A cette époque la couverture des magazines pouvait se réaliser au pinceau. Ce qui est frappant sur la couverture de ce numéro spécial de Science et Vie (acquis au hasard de l’étal d’un bouquiniste), consacré aux nouveaux modèles automobiles millésimés 54/55, c’est l’impression de bonheur qui s’en dégage immédiatement.

En 1954 la société française est au tout début des trente années que l’on a appelées glorieuses en raison de la prospérité économique qui les a caractérisées. Les Français avaient soif de bonheur, il leur fallait s’inscrire dans cette modernité qui impliquait un appartement, un pavillon neuf, le téléphone avec beaucoup de patience, les disques microsillons, les photos en couleurs, les vacances à Royan et surtout une automobile pour transporter des familles toutes fraîches avec trois enfants à l’arrière.

Qu’elle était belle cette Simca Aronde flambant neuve inspirée des modèles américains. Avec la Renault Frégate ou encore la sage Peugeot 403, elle personnifiait une forme d’émancipation sociale sur des routes de France où la liberté d’aller et venir était bien moins réglementée qu’aujourd’hui. Bien sûr c’était à l’homme de la choisir, de l’acheter et de toute évidence de la conduire.

Et à première vue, cette couverture de Science et Vie, s’inscrit parfaitement dans ce contexte où la vie moderne était à portée de main. On y voit une jeune femme très élégante avec sa silhouette élancée sur le bord de la route. L’homme est volant. Dans la voiture il n’y a pas encore de petits passagers.

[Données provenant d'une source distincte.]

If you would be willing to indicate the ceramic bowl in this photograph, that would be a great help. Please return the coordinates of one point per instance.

Pourtant quand on y regarde de plus près, en zoomant fort sur l’image, le doute survient. Le visage de la jeune femme n’est pas souriant. Et le monsieur a plutôt l’air de la considérer comme un paquet encombrant. Le subconscient de l’artiste, peut-être influencé par sa vie personnelle, semble avoir en réalité, dépeint ni plus moins qu’une scène de rupture. L’impression très nette que la voiture toute neuve va suffire au bonheur du chauffeur se dégage.

Il s’agit d’une couverture de magazine dont le message est quasi-publicitaire. C’est sans doute pour cela qu’elle est trompeuse. En fait il manque l’image suivante. Premier scénario possible, la voiture disparaît à l’horizon et la dame s’assoit sur sa valise pour pleurer à son aise. Second scénario (souhaité), la voiture s’arrête, la dame s’installe à côté du monsieur, la radio diffuse une ritournelle, l’aronde s’éloigne dans ce paysage alpin où l’on s’attend à voir une publicité pour le chocolat Milka.

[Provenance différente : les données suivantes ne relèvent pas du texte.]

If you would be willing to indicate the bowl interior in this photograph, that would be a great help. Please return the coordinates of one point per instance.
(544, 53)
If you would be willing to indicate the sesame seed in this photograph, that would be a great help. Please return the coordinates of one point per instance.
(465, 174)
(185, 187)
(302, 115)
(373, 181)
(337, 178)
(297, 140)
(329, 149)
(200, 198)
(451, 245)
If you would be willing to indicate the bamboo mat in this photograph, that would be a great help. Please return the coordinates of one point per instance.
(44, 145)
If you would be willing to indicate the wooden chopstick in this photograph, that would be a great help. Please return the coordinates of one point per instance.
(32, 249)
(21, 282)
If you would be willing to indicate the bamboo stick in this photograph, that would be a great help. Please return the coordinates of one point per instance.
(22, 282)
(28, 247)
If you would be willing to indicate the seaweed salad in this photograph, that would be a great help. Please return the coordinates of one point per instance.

Scénario de réserve, tandis que la femme consume son dépit en fumant une Craven sans filtre,  une Alfa Roméo « Giuletta Sprint » rouge, bien plus puissante que l’Aronde, moteur graissé à l’huile Castrol, le plein fait chez Antar, s’arrête quelques minutes plus tard au pied de la jeune femme. Un homme sportif en sort avec son blouson en daim et ses gants de cuir ajourés. Et le bonheur prend sa revanche au troisième set.

Print Friendly, PDF & Email
N'hésitez pas à partager
Ce contenu a été publié dans Presse. Vous pouvez le mettre en favoris avec ce permalien.

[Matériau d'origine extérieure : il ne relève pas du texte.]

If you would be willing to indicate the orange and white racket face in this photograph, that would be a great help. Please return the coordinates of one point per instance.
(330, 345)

9 réponses à L’Aronde par bonheur

  1. Eric P dit :

    … autre issue possible, au détour de ce virage, l’automobiliste ne sait pas qu’il s’arrête prendre la Dame Blanche en « autostop »… il meurt dans un terrible accident 3 virages plus loin… et oui, il n’y avait ni ceinture de sécurité, ni airbag, ni crash-test Euro Ncap à l’époque…. Et le sort prend sa revanche au quatrième set!

  2. Pierre DERENNE dit :

    D’où le risque de juger avec les mentalités d’aujourd’hui, les comportements d’hier.

  3. Bruno Sillard dit :

    J’adore, je m’y plonge!
    Il y a du Hooper là-dedans.
    Que fait cette femme en gants blancs de soirée (visiblement pas à Paris) avec sa valise mais sans sac à main.
    Elle est dépeignée… Est-elle triste ou en colère?
    Il l’avait laissée là.
    Il se rappelait deux ans plus tôt…

  4. Bruno Philip dit :

    C’était mieux en Frégate

  5. Bouton dit :

    Et si, derrière elle à l’ombre de cet arbre, son lévrier était attaché !

  6. maryse Girerd dit :

    Mon grand père à moi avait une aronde, mais il n’a jamais laissé ma grand mère sur le bord de la route.. il la laissait à la maison! sinon, géniale l’aronde..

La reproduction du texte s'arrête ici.